Fall allergy season may be the longest and strongest this year...
As the fall season approaches, it also brings the season of ragweed. For many, that means sneezing, sniffling and itchy eyes. For those who suffer with allergies, it may be even worse this year. Doctors warn that recent rain and flooding will make this allergy season a particularly bad one. The summer heat wave will also make allergies worse this year. Higher temperatures help plants grow, meaning more pollen will be released in to the air.
Eye allergies sometimes cause significant discomfort, often interrupting daily activities with annoying symptoms. A person develops eye allergies when the immune system overreacts to an allergen. Allergens may be found indoors or outdoors and include things such as grass, tree and weed pollen, dust, and pet dander. When exposed to these allergens, cells in the eyes release histamines and other chemicals in an effort to protect the eyes. It is this chemical reaction that causes blood vessels inside the eyes to swell, and the eyes to become itchy, red and watery.
Allergic eye reactions occur when a person is sensitive to an allergen.
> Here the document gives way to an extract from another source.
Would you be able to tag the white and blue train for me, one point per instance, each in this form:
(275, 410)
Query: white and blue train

Eye allergies often affect the conjunctiva the clear covering that covers the front part of the eyeball. This clear covering is the same type of material that lines the inside surface of the nose. Because the two areas are so similar, allergens can trigger an allergic response in both areas. Therefore, people with nasal allergies may also suffer from eye allergies.
An optometrist or ophthalmologist can usually diagnose eye allergies based on a patient's symptoms. Both prescription and over-the-counter (OTC) medications can be beneficial to those suffering from eye allergies. OTC artificial tears, decongestants and antihistamines can be effective in treating short-term symptoms. Artificial tears help flush the allergens out of the eyes. Decongestant eyedrops are available without a prescription to help alleviate eye redness. Contact lenses should also be avoided while allergy symptoms are present, as symptoms can cause discomfort with contact lenses.
Prescription medications are highly effective in relieving symptoms. Antihistamines reduce itching, redness and swelling, usually rather quickly. Mast cell stabilizers may be used to help prevent the release of histamines, thus reducing symptoms.